After leaving her cousin, Jannet went straight to the front room whose great fireplace was a duplicate of hers. Unlocking the door, she stepped inside, finding herself in a large, shadowy room, whose shades were down and whose furniture was draped in coverings. From these swathed chairs, perhaps, came that smell of moth balls.
A large mirror between two windows revealed dimly her own figure. Jannet put up the shades and opened a window. She intended to look thoroughly for any evidences of the “ghost.” Here was a possibility. Perhaps from this side there could be found some opening. There had been funny noises in that wall, at any rate.
But never did walls look more innocent. She scanned them closely.
There was a little closet which corresponded to the one in her room. Another, high and deep, corresponded to her clothes closet. They certainly were large closets, the depth of the big chimney, she supposed.

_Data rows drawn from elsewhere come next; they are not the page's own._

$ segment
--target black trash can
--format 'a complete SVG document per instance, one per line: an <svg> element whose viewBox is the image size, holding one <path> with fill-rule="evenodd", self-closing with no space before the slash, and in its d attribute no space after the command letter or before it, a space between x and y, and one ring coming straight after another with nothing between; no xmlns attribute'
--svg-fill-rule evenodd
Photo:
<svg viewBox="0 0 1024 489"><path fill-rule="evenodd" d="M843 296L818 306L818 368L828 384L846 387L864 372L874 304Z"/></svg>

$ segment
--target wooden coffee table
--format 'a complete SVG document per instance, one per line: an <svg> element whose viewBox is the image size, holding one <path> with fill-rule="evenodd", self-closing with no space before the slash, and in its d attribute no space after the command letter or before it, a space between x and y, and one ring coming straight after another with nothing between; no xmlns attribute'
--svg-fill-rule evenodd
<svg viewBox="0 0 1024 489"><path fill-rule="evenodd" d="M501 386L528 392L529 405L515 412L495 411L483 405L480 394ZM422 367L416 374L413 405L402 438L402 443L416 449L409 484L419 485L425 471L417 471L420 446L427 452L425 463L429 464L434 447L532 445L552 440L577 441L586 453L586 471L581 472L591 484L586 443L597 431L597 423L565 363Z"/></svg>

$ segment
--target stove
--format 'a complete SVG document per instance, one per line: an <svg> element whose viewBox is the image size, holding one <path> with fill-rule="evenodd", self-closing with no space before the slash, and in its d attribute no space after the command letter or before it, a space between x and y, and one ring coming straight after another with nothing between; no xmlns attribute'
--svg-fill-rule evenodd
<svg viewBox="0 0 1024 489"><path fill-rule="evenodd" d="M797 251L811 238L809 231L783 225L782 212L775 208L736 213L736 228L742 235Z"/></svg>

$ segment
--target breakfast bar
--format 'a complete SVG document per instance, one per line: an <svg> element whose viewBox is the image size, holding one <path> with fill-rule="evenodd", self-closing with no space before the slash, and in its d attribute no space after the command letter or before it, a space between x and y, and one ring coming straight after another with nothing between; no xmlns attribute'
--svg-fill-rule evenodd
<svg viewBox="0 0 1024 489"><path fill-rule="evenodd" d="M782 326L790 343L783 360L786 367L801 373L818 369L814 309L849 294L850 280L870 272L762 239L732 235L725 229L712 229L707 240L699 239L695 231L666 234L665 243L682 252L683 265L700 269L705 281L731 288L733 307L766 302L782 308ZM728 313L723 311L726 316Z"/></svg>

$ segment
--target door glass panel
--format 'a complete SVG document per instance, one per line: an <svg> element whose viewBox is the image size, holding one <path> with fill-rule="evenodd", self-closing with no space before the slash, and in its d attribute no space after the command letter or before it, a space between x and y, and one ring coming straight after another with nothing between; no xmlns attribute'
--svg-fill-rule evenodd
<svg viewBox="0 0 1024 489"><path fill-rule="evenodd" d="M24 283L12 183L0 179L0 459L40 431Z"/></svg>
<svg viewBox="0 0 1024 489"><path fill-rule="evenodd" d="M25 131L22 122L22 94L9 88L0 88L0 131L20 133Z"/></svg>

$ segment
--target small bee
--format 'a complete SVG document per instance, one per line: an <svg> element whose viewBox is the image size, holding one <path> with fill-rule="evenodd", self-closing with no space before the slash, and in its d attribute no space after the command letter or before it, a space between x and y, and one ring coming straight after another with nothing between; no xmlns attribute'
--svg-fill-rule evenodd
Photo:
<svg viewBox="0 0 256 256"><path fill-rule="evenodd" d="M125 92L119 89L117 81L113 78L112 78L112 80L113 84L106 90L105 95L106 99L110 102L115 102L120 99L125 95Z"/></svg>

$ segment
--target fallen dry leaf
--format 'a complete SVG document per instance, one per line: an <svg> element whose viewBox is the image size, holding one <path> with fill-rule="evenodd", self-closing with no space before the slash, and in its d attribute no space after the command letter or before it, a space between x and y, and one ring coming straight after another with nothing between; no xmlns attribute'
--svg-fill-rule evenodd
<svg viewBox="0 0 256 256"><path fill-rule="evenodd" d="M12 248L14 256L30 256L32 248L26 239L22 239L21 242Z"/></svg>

Jannet examined the walls of the closets and of the room. She even looked at the ceiling for a possible trap door, though how the ghost could have flown so quickly out of her own room she could not imagine. This was a fine old room, but it offered no solution of her problems, so far as she could see. One thing, however, confirmed her in her idea of some secret passage,—the space between the rooms, the size of that great chimney.
CHAPTER XII
THE OLD ATTIC
Jingling her keys happily, Jannet went up the attic stairs, which led from the second floor back hall by a door not far from Paulina’s room. More than once she had heard Jan and Chick clattering down the two flights, first the attic stairs, banging the door shut, then the back stairs from the second floor to the first. If they were not afraid to be up there, why should she be afraid of the attic?

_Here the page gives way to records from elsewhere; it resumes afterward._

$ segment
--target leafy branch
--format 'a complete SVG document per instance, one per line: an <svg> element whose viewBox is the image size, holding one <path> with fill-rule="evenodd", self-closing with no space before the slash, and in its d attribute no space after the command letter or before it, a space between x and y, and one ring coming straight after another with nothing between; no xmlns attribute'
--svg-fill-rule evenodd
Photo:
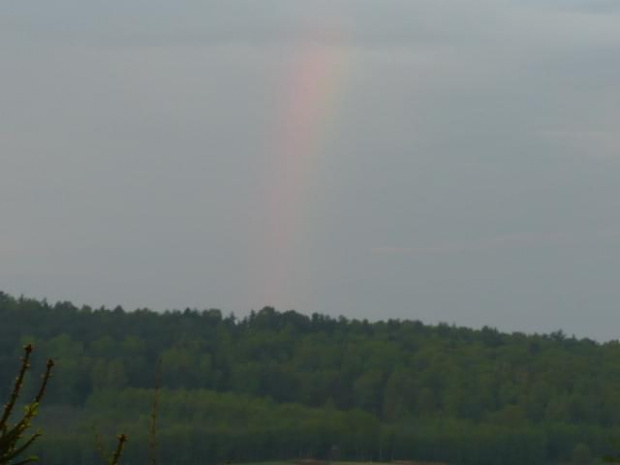
<svg viewBox="0 0 620 465"><path fill-rule="evenodd" d="M24 347L24 356L21 358L19 373L15 379L9 402L4 406L2 417L0 417L0 465L25 465L37 460L37 457L34 456L25 459L19 459L19 457L41 436L41 432L37 431L28 437L27 431L37 416L39 405L43 400L49 380L52 377L53 360L47 361L41 385L33 401L24 407L22 417L15 424L9 424L24 387L24 379L26 372L30 368L30 358L33 350L32 344Z"/></svg>

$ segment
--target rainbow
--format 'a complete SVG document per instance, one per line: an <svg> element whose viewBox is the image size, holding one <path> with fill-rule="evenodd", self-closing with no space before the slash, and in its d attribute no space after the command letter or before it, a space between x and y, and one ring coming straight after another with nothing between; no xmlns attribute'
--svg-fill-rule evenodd
<svg viewBox="0 0 620 465"><path fill-rule="evenodd" d="M324 33L323 33L324 34ZM297 257L308 247L307 213L317 198L312 186L325 144L336 125L349 56L316 32L301 41L278 110L275 162L259 278L265 305L289 305L287 291ZM300 250L301 249L301 250Z"/></svg>

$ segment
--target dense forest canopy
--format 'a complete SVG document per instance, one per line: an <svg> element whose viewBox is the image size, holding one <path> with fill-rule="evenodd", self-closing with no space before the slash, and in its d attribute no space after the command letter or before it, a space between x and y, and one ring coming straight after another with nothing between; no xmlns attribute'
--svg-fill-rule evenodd
<svg viewBox="0 0 620 465"><path fill-rule="evenodd" d="M145 460L159 363L170 464L589 463L620 438L617 341L273 308L242 319L126 312L5 293L0 321L0 398L24 343L41 355L35 368L57 362L42 409L52 464L94 463L94 431L118 428L133 437L129 460Z"/></svg>

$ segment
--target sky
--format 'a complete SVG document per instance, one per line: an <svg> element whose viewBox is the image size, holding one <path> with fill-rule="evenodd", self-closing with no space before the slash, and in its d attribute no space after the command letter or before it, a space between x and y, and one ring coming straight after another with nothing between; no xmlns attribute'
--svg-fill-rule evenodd
<svg viewBox="0 0 620 465"><path fill-rule="evenodd" d="M0 289L620 337L617 0L0 4Z"/></svg>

She did wish for Nell, though on second thought she came to the conclusion that it was just as well for her to investigate alone first. There might be things that some one outside the family could not appreciate. Family was a big thing to Jannet just now. Had she not just acquired one?

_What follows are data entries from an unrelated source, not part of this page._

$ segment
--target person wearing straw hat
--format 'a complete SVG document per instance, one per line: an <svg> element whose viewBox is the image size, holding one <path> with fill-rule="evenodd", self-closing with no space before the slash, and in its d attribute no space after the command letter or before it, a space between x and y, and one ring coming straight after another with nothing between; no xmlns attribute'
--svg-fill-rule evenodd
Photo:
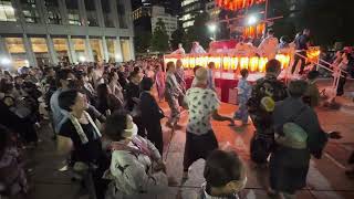
<svg viewBox="0 0 354 199"><path fill-rule="evenodd" d="M220 101L217 94L207 87L207 70L198 69L195 78L196 85L187 91L184 104L189 112L184 155L184 179L188 178L188 168L192 163L199 158L206 159L214 149L218 148L210 117L235 124L232 118L219 115Z"/></svg>

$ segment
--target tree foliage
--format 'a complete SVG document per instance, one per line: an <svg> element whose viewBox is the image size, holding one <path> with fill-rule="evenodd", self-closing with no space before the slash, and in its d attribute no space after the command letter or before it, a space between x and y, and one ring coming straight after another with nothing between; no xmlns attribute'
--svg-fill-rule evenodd
<svg viewBox="0 0 354 199"><path fill-rule="evenodd" d="M169 36L166 31L165 23L159 19L153 33L152 48L153 51L166 52L169 50Z"/></svg>
<svg viewBox="0 0 354 199"><path fill-rule="evenodd" d="M178 28L173 32L173 34L170 35L170 46L173 50L177 49L179 43L186 46L186 41L184 40L185 34L186 32L183 28Z"/></svg>
<svg viewBox="0 0 354 199"><path fill-rule="evenodd" d="M191 48L191 42L198 41L204 49L208 49L210 43L211 33L208 30L207 22L209 21L209 14L206 12L199 13L195 18L195 24L188 28L187 33L184 36L186 41L186 48Z"/></svg>

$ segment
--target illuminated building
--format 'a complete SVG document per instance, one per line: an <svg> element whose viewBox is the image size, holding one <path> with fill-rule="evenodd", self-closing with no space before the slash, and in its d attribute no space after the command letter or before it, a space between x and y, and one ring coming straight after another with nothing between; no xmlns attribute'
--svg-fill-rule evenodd
<svg viewBox="0 0 354 199"><path fill-rule="evenodd" d="M12 66L134 59L129 0L2 0L0 59Z"/></svg>

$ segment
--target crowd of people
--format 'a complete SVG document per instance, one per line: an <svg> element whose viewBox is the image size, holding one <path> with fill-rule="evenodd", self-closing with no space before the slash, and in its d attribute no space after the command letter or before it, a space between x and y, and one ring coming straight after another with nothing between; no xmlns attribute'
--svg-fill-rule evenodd
<svg viewBox="0 0 354 199"><path fill-rule="evenodd" d="M308 32L300 35L299 45L308 42L305 35ZM273 41L270 31L261 48ZM295 63L301 59L295 57ZM348 52L339 52L334 64L347 69L351 62ZM96 198L162 192L176 180L167 174L162 158L166 149L160 121L168 117L166 126L180 129L180 113L187 109L183 178L188 178L196 160L206 159L200 198L238 198L244 188L242 160L236 151L218 149L211 119L248 125L249 116L256 127L251 160L261 170L269 168L270 178L262 179L270 182L266 187L269 195L293 198L305 187L311 156L321 158L327 139L341 137L339 133L325 133L319 124L314 111L320 101L315 83L319 72L311 71L306 80L285 85L278 80L281 63L270 59L266 76L250 85L248 70L241 70L239 107L228 117L218 112L221 103L214 69L212 62L196 66L190 87L180 60L176 64L168 62L166 69L159 59L142 59L123 64L97 62L22 67L17 73L1 71L0 192L15 196L29 191L19 157L21 150L41 143L38 129L43 119L52 125L58 153L70 157L67 165L76 178L93 182L91 190ZM341 81L345 82L343 75ZM337 94L343 94L343 86ZM169 116L159 107L158 102L164 100Z"/></svg>

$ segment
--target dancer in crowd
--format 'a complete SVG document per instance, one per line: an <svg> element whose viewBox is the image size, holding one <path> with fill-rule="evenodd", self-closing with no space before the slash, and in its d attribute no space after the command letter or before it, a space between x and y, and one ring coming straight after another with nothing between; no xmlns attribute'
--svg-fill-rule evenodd
<svg viewBox="0 0 354 199"><path fill-rule="evenodd" d="M275 59L278 45L279 42L274 36L274 31L272 29L269 29L267 38L258 46L258 54L268 57L268 60Z"/></svg>
<svg viewBox="0 0 354 199"><path fill-rule="evenodd" d="M180 126L177 126L180 117L178 97L184 94L175 76L175 72L176 72L175 63L168 62L166 70L167 70L167 75L166 75L166 84L165 84L166 85L165 100L167 101L168 106L170 108L170 117L168 118L166 125L171 128L174 127L180 128Z"/></svg>
<svg viewBox="0 0 354 199"><path fill-rule="evenodd" d="M190 54L202 54L202 53L207 53L207 52L202 49L199 42L197 41L192 42Z"/></svg>
<svg viewBox="0 0 354 199"><path fill-rule="evenodd" d="M157 148L137 135L137 126L125 112L107 118L105 135L112 140L111 167L105 178L112 179L106 199L140 198L167 188L166 166ZM144 195L145 193L145 195Z"/></svg>
<svg viewBox="0 0 354 199"><path fill-rule="evenodd" d="M12 136L6 126L0 125L0 195L17 198L28 193L29 185Z"/></svg>
<svg viewBox="0 0 354 199"><path fill-rule="evenodd" d="M316 84L320 73L317 71L311 71L308 73L308 91L305 92L303 102L310 107L317 107L320 105L320 91Z"/></svg>
<svg viewBox="0 0 354 199"><path fill-rule="evenodd" d="M63 91L69 88L70 84L72 84L74 80L75 80L75 76L71 70L61 70L56 75L58 90L53 93L50 101L52 119L53 119L52 122L54 125L54 132L56 134L59 133L61 125L63 124L63 121L65 119L65 115L66 115L66 112L59 106L58 97Z"/></svg>
<svg viewBox="0 0 354 199"><path fill-rule="evenodd" d="M163 128L160 119L165 117L164 112L158 106L153 95L154 81L144 77L140 82L140 112L143 126L146 129L147 139L158 149L159 154L164 151Z"/></svg>
<svg viewBox="0 0 354 199"><path fill-rule="evenodd" d="M248 101L248 109L256 127L251 140L251 159L258 165L267 164L268 156L273 147L274 132L272 127L272 112L274 102L288 96L287 86L277 80L281 63L270 60L266 64L266 77L257 81Z"/></svg>
<svg viewBox="0 0 354 199"><path fill-rule="evenodd" d="M251 96L252 86L247 82L248 77L248 70L241 70L242 77L240 78L237 85L237 100L239 103L239 109L233 114L235 119L239 119L242 122L242 125L248 124L248 107L247 102Z"/></svg>
<svg viewBox="0 0 354 199"><path fill-rule="evenodd" d="M350 67L351 64L353 64L353 60L354 59L351 56L350 53L344 52L342 54L341 63L335 69L335 71L337 71L337 73L340 73L341 75L337 90L336 90L337 96L342 96L344 94L344 85L346 82L347 69Z"/></svg>
<svg viewBox="0 0 354 199"><path fill-rule="evenodd" d="M295 56L294 56L294 63L291 67L291 74L293 74L296 70L299 61L301 61L300 71L299 74L303 73L303 70L305 67L306 62L306 50L310 46L310 30L304 29L302 34L295 38ZM299 54L299 55L298 55Z"/></svg>
<svg viewBox="0 0 354 199"><path fill-rule="evenodd" d="M247 182L246 168L235 151L214 150L204 168L200 199L239 199Z"/></svg>
<svg viewBox="0 0 354 199"><path fill-rule="evenodd" d="M156 66L155 84L156 84L158 100L159 102L162 102L165 95L165 74L159 64Z"/></svg>
<svg viewBox="0 0 354 199"><path fill-rule="evenodd" d="M310 158L320 158L327 138L341 138L339 133L324 133L313 108L303 103L305 81L289 84L289 97L278 102L273 112L275 147L270 158L270 193L295 198L306 186Z"/></svg>
<svg viewBox="0 0 354 199"><path fill-rule="evenodd" d="M186 54L186 51L181 43L178 43L178 49L174 51L171 54Z"/></svg>
<svg viewBox="0 0 354 199"><path fill-rule="evenodd" d="M183 66L181 60L177 60L176 62L176 73L175 73L176 80L181 87L181 90L186 91L186 82L185 82L185 69Z"/></svg>
<svg viewBox="0 0 354 199"><path fill-rule="evenodd" d="M229 121L233 125L232 118L218 113L220 101L217 94L207 87L207 70L198 69L195 78L195 87L189 88L185 97L185 108L188 108L189 116L184 155L184 179L188 178L188 169L196 160L206 159L214 149L218 148L210 117L219 122Z"/></svg>
<svg viewBox="0 0 354 199"><path fill-rule="evenodd" d="M108 167L108 159L102 149L101 132L85 112L87 100L76 90L67 90L59 95L59 105L67 112L67 116L60 127L58 151L69 154L74 149L74 171L83 175L92 171L96 197L104 199L106 181L102 175Z"/></svg>
<svg viewBox="0 0 354 199"><path fill-rule="evenodd" d="M215 63L209 62L208 63L208 82L207 82L207 84L208 84L208 88L216 91L214 70L215 70Z"/></svg>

Inserting her key in the lock of the door opposite Jan’s den, she found that it did not turn anything in the right direction to unlock it. She immediately tried the door and found that it was already unlocked. “H’lo, P’lina,” she said, for there was Paulina, bending over a small trunk, her own, without doubt. “Do you keep some things up here, too? Aren’t you afraid of the ghost?” Jannet was laughing as she spoke, but Paulina straightened up and favored Jannet with a stony stare. Then without a word she bent again and locked her trunk.
Jannet stood quietly, looking around at boxes and trunks neatly placed in this part of the attic, and at dim shapes further along, where boards had been laid over the rafters and lath.